Angefangen hat alles mit der Lars-Stein-Privataktie, im Jahr 2001. Stein gab sie damals aus, weil er nicht wusste, woher er das Geld für sein BWL-Studium in St. Gallen nehmen sollte. Zuerst waren die Menschen perplex, als sie von seiner Idee hörten. Aber die Aktie wurde schnell zum Renner. Immer mehr Leute wurden aufmerksam, irgendwann riefen Wildfremde an, Journalisten wollten ihn interviewen. Stein wurde so berühmt, dass sogar die Schweizer Bankenaufsicht Finma nachfragte, ob auch alles mit rechten Dingen zugehe. Als die Beamten hörten, dass Stein nur eine begrenzte Zahl Investoren habe - nämlich 15 - und dass die auch keine Stimmrechte besäßen, waren sie zufrieden. Außerdem wurde die Lars-Stein-Aktie natürlich nicht an der Börse gehandelt. In Wahrheit ist das Wertpapier also ein Darlehen mit Erfolgsbeteiligung. Aber Aktie hört sich besser an.
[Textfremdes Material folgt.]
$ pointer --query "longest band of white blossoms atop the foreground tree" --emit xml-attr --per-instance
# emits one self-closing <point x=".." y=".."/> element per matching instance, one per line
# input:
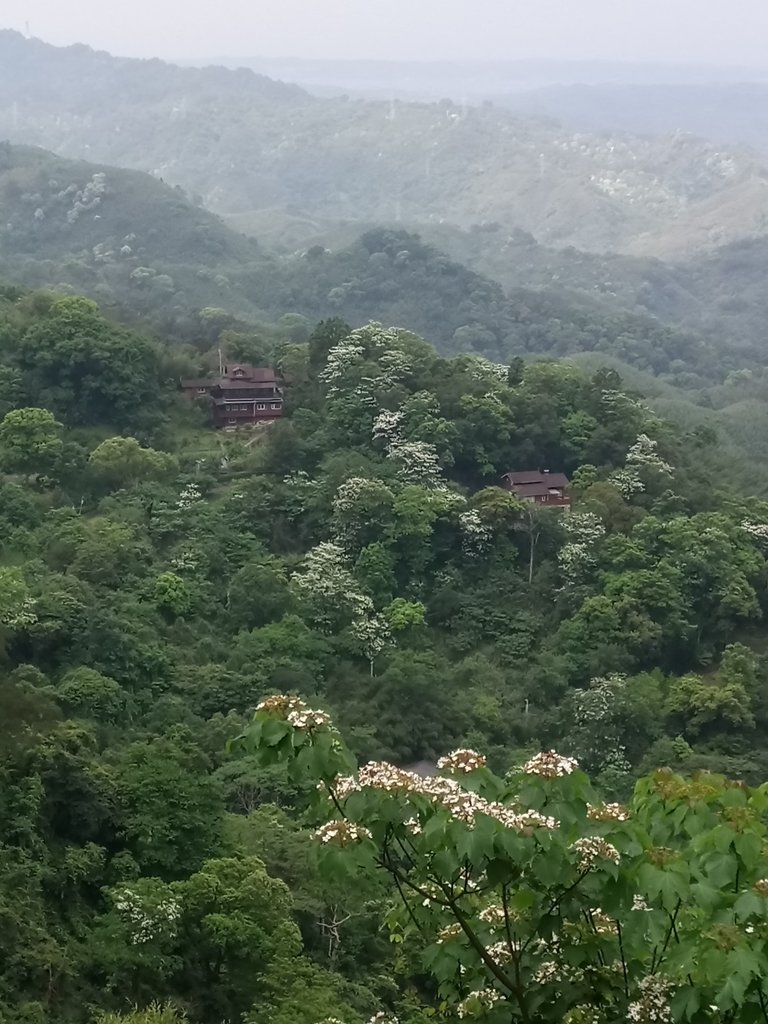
<point x="446" y="793"/>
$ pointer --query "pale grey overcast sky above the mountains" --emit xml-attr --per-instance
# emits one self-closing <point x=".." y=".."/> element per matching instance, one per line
<point x="723" y="32"/>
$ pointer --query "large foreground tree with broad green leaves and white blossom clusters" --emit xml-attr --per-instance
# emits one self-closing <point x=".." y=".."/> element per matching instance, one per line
<point x="530" y="899"/>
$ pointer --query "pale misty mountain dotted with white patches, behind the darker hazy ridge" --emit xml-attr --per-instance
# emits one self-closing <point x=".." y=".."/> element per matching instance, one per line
<point x="242" y="143"/>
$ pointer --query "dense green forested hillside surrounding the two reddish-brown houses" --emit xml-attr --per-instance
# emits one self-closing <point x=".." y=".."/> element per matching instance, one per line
<point x="159" y="580"/>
Ganz neu ist die Idee nicht, vor 20 Jahren sammelte der Vater von Tennisprofi Tommy Haas auf ähnliche Art Geld für die Ausbildung seiner Kinder. 15 Investoren zahlten rund 750.000 Mark für Tommy und seine Schwester. Renditeversprechen: 15 Prozent aller Einnahmen. Aber als Haas zu den Weltbesten aufstieg, verweigerte der Vater zunächst die Zahlung.

Diese Gefahr bestehe bei der Studienaktie nicht, sagt Stein: "Mindestens das investierte Geld bekommt der Investor wieder." Das einzige Risiko sei die Privatinsolvenz des Studenten. Das kam aber bisher nicht vor.
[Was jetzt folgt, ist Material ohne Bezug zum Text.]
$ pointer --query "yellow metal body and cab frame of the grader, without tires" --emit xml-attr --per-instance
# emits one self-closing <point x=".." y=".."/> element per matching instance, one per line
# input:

Der Gründer hat vor kurzem begonnen, den eigenen Lars-Stein-Investoren ihr Geld zurückzuzahlen. Sein Kurs - also Gehalt - könnte höher stehen, denn statt Unternehmen zu beraten, kümmert er sich lieber um die Studienaktie. In diesem Jahr haben sich die Mitgliederzahlen auf 112 verdoppelt. "Ein Riesenerfolg", sagt Stein, aber er ist noch längst nicht am Ziel. Er möchte möglichst schnell in Deutschland Fuß fassen. In drei Jahren will Stein mindestens 1000 Mitglieder haben. Irgendwann soll die Idee vielleicht in Entwicklungsländer weiter getragen werden.

Aber eins nach dem anderen. Einer wie Stein betreibt selbst den Menschenhandel ganz sanft.